Comedian Kevin Hart isn’t shy about sharing about personal experience and lessons learned, and some of those lessons have included learning after loss. In a resurfaced article from an interview Hart did with CNBC’s “Make It,” he shared that he was embarrassed to say what he spent his first big check on: sports memorabilia jerseys.
Hart, who in 2019, was the highest-paid stand-up comedian, making $59 million, according to Forbes, said in the 2018 “Make It” interview that he bought “any and every vintage jersey that was a representation of a great athlete.”

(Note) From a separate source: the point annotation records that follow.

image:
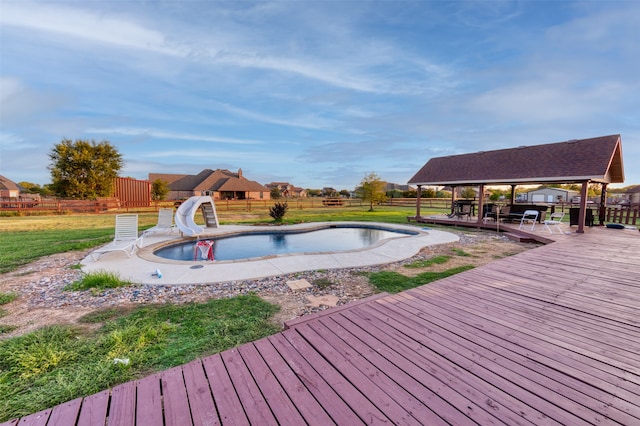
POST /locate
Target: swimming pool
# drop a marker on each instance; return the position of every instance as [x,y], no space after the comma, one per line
[250,245]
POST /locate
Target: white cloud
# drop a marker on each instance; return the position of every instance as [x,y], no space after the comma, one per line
[84,25]
[160,134]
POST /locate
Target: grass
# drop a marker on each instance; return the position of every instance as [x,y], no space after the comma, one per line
[7,297]
[322,283]
[394,282]
[437,260]
[28,238]
[96,281]
[59,363]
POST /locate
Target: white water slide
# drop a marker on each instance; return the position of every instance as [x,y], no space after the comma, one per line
[185,215]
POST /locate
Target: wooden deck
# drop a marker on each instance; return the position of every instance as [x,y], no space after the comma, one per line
[549,336]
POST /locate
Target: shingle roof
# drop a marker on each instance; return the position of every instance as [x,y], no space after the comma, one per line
[209,180]
[596,159]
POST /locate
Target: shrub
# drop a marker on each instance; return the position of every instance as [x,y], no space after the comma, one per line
[278,210]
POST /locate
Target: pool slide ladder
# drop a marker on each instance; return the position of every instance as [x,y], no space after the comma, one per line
[185,215]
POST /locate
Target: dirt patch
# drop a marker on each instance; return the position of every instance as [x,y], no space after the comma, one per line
[42,300]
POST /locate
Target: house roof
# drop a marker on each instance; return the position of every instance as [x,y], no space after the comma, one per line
[8,185]
[209,180]
[596,159]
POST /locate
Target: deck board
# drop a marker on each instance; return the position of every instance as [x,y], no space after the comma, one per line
[548,336]
[94,409]
[203,409]
[149,400]
[122,408]
[66,413]
[224,394]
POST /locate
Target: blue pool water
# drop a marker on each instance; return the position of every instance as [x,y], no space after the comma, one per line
[252,245]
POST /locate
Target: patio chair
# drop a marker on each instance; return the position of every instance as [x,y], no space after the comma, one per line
[165,222]
[463,210]
[126,237]
[554,221]
[529,216]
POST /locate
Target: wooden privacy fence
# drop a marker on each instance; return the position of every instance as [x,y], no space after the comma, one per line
[55,205]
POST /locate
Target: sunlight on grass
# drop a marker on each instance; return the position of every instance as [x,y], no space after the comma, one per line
[393,282]
[59,363]
[7,297]
[437,260]
[98,280]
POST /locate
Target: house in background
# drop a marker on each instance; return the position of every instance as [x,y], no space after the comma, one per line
[287,190]
[8,188]
[221,184]
[550,195]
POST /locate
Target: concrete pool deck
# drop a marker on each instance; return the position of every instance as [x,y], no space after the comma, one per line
[140,267]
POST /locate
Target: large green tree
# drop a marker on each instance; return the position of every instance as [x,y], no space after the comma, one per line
[159,190]
[84,169]
[372,190]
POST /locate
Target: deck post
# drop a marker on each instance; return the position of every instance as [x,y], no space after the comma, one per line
[602,211]
[453,199]
[481,203]
[582,216]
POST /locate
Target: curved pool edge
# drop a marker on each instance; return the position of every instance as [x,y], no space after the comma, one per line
[139,267]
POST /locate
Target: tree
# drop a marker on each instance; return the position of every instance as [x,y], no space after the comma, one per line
[372,190]
[34,188]
[159,190]
[275,193]
[278,210]
[84,169]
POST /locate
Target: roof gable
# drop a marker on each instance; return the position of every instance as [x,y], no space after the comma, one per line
[7,184]
[597,159]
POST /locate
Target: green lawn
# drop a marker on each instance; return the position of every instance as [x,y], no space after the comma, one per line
[26,238]
[59,363]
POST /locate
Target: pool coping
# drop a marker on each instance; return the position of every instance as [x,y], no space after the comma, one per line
[142,265]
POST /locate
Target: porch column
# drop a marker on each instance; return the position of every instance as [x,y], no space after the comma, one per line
[480,202]
[583,207]
[602,213]
[453,198]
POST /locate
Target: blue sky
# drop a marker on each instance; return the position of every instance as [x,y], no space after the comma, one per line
[317,93]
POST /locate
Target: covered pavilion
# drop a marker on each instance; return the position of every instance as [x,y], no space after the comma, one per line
[578,161]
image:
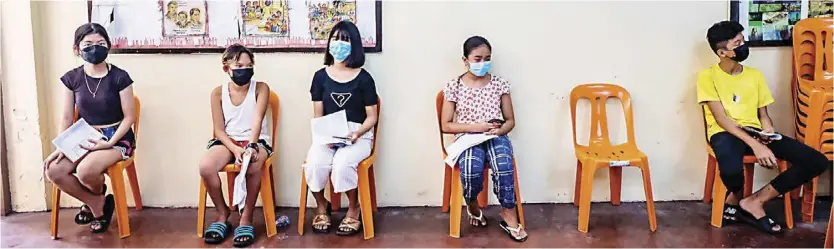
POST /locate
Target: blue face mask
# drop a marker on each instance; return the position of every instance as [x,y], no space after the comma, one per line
[340,50]
[480,68]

Some of the jerseys bought by Hart, whose net worth today is estimated to be $200 million, were worn by Julius Erving, Reggie White, Randall Cunningham, Magic Johnson and Larry Bird.
Before he was a box-office-breaking comedian, Hart took on his first big gig in the film “Soul Plane.” When he received his salary from the film, Hart’s fascination for watches and jerseys got the best of him, Bravo reported. The actor had no idea where his money was going prior to reviewing his shopping spree expenditures.
“It felt great until I looked at that bank account and realized that I didn’t have money, and said to myself, ‘Where did my money go?’ ” Hart said. “And looked at a closet full of jerseys and said, ‘Uh-oh. That’s not good.’ ”
Hart did not say how much he spent on his jerseys, but he described his decisions as being “stupid plus stupid.”
“If I had to put a number on it, I would say it was stupid plus stupid, which equals stupid, okay? I don’t even feel comfortable talking about it,” Hart said.
Hart admitted his knowledge of money management was nonexistent.
“In my defense, so many people don’t understand the value of money until they have it, and then no longer have it,” Hart shared. “So when you have it and lose it, you understand the value of it and its importance.”
Hart said understanding money management was a learning proceed. “And that’s something I’ve realized as I got older,” Hart added. “To these younger generations, people just need to talk to them about money, so they don’t make those stupid mistakes and they can prepare for the future.”